The word “debris” refers to a category of material that used to be something else. Beyond simply “matter out of place,” as anthropologist Mary Douglas famously described dirt, debris marks the end stage in a process of breakdown. When one encounters a piece of debris, it is possible to guess at what it once was. A chipped brick, for instance, implies the former presence of a system of production that generated it, first extracting clay from the earth and then processing, forming, and baking it into a usable object. It might also suggest a wall or building that has collapsed, or maybe the brick fell off of a barge on its way downriver. In this way, an investigation of debris, particularly the kind produced by industrial processes, allows for an immediate encounter with past flows of resources and capital, while also opening up space for new assemblages.
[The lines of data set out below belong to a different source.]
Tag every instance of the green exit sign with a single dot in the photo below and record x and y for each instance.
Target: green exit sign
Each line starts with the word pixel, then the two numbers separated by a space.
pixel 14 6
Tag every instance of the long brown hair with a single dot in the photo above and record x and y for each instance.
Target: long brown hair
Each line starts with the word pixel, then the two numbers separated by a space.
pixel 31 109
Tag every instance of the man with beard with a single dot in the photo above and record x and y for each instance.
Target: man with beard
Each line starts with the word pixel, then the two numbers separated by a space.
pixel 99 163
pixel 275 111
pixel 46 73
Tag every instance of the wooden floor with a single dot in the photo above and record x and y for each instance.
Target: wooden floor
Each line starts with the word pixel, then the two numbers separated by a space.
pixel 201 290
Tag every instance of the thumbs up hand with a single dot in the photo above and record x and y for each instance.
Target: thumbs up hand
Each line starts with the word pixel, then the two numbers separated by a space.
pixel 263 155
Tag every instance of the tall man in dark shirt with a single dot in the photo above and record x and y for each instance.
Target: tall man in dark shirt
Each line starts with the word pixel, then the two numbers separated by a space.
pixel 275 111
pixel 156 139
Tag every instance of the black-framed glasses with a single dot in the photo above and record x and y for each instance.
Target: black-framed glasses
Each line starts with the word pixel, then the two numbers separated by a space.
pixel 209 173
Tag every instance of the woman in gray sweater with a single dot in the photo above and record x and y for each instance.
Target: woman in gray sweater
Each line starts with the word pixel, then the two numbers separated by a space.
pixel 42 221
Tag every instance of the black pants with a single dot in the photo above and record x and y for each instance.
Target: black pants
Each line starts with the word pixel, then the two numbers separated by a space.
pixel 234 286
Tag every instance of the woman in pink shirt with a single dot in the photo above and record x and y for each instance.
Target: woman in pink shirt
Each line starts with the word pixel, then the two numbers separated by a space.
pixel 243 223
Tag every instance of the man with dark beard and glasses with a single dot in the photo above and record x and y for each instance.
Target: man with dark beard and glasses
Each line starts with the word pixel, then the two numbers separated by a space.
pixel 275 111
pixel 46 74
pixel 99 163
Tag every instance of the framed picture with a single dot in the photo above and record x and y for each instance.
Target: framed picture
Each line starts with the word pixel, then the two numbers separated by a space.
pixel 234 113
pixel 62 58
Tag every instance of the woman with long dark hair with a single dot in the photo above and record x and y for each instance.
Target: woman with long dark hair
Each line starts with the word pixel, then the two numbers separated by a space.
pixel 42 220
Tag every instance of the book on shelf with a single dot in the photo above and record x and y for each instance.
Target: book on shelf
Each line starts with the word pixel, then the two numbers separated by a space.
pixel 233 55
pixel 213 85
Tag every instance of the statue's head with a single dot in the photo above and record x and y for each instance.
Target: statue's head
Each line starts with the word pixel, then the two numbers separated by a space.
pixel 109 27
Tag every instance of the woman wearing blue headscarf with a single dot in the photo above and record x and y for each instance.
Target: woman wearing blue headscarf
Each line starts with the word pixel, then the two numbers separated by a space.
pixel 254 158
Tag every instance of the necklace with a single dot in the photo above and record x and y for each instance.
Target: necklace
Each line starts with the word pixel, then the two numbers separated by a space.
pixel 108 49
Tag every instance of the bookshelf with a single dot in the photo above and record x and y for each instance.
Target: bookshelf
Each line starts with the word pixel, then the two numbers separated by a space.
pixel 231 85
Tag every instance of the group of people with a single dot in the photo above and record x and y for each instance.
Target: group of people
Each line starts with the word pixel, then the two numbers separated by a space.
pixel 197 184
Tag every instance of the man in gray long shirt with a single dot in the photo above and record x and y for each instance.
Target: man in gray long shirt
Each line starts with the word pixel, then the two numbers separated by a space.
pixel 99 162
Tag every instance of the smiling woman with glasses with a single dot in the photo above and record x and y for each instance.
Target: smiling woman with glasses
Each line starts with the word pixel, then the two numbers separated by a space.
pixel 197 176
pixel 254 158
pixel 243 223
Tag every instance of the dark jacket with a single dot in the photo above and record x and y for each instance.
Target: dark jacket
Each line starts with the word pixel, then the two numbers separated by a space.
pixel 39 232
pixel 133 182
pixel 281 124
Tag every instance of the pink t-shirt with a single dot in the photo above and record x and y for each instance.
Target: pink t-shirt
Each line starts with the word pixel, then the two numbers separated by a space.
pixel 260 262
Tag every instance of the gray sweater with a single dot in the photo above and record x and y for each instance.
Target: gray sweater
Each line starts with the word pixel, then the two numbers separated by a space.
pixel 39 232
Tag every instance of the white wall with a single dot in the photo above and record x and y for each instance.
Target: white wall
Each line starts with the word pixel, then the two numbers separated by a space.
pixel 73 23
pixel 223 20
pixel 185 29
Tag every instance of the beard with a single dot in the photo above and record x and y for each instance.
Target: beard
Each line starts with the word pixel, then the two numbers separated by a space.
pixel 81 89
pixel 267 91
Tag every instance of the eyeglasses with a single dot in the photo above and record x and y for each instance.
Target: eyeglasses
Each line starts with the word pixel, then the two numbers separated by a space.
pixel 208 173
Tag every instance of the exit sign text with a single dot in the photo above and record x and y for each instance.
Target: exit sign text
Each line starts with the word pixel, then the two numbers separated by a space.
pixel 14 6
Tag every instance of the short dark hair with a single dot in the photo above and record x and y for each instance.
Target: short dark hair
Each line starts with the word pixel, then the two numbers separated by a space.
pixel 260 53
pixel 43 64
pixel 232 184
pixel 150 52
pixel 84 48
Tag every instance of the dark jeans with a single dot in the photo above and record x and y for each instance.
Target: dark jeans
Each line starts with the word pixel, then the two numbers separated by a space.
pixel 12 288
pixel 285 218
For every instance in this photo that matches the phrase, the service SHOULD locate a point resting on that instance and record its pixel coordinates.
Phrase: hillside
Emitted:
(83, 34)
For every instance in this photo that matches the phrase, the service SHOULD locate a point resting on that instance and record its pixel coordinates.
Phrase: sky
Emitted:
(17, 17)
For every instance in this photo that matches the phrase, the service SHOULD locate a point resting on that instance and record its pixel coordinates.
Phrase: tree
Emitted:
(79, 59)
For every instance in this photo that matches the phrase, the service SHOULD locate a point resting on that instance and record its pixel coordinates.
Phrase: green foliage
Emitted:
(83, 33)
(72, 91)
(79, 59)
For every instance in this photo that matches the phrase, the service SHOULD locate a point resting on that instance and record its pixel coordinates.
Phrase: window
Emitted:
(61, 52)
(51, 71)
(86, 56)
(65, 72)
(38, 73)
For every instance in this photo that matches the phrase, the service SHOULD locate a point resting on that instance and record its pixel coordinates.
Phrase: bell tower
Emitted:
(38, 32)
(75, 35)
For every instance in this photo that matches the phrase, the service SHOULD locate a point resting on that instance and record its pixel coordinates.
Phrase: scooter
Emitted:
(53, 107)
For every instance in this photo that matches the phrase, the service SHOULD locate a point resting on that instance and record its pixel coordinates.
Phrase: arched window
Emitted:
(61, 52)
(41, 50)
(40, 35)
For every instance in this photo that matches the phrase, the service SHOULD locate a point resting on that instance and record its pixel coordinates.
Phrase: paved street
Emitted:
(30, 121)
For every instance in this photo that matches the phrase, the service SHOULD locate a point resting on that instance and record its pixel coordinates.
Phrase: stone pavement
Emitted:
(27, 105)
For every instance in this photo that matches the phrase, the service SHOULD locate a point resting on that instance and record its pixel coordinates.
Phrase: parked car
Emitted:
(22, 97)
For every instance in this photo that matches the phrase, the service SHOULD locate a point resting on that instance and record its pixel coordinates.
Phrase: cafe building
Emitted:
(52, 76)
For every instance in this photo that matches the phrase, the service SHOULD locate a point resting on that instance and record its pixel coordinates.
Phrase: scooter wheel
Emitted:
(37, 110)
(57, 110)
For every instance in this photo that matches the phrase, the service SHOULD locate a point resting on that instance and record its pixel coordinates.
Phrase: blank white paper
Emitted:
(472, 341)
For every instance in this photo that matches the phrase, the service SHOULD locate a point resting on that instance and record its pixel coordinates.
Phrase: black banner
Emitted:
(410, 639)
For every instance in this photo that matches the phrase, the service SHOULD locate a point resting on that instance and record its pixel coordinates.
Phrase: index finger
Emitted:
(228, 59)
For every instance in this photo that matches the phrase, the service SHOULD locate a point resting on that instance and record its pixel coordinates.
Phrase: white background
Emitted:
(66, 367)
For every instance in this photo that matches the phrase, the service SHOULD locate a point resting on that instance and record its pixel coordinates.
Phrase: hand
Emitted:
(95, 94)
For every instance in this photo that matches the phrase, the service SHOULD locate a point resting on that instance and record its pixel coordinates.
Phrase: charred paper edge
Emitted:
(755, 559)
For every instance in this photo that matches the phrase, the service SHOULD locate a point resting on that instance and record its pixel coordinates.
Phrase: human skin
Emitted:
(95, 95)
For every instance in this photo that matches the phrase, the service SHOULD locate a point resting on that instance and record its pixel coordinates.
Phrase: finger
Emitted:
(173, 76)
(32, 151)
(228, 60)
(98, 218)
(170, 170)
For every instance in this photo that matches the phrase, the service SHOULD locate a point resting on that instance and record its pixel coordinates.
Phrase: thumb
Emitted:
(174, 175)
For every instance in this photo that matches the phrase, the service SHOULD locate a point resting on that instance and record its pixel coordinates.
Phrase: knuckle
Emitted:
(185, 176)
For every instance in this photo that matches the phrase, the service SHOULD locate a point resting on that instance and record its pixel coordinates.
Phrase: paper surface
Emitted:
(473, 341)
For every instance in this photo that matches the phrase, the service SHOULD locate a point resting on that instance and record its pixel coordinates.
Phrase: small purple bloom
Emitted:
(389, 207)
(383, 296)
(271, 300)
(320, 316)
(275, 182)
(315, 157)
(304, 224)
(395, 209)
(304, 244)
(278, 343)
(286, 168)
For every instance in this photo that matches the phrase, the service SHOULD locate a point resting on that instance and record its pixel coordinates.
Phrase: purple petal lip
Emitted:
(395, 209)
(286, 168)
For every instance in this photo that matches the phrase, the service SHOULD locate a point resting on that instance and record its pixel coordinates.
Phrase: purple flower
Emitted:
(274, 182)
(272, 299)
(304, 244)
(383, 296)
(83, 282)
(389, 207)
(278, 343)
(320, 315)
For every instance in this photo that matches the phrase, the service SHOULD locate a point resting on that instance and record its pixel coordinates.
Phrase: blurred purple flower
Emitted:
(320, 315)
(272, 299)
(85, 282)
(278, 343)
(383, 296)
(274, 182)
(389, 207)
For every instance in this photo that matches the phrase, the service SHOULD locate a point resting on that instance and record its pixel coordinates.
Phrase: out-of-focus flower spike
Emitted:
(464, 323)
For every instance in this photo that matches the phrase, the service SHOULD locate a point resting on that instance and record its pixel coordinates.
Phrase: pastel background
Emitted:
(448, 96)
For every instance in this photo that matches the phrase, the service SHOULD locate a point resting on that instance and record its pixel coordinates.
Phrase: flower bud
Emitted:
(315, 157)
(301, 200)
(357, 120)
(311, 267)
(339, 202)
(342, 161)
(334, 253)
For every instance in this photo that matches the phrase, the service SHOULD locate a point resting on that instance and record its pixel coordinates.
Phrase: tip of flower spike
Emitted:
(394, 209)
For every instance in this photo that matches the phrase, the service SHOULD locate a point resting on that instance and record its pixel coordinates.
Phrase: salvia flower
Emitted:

washed up features three contemporary artists who address environmental precarity by transforming accumulations of salvaged debris into site-specific sculptural works. Lauren Burrow, Allison Janae Hamilton, and Kate Newby each employ debris as a material index of waste – broken glass, discarded feathers, chipped bricks–to visualize larger flows of extraction and pollution, which otherwise go unnoticed. Both seductive and ambiguous, the resulting artworks are snapshots of much larger systems. Displayed together, they bring into contact tangible traces of disparate, historically situated circuits of production and disposal, evoking a landscape of accumulated detritus in the gallery space. washed up proposes that debris, as reworked and considered by these artists, has the capacity to render visible the temporal lags, overlaps, and premonitions generated by human interference in ecological systems.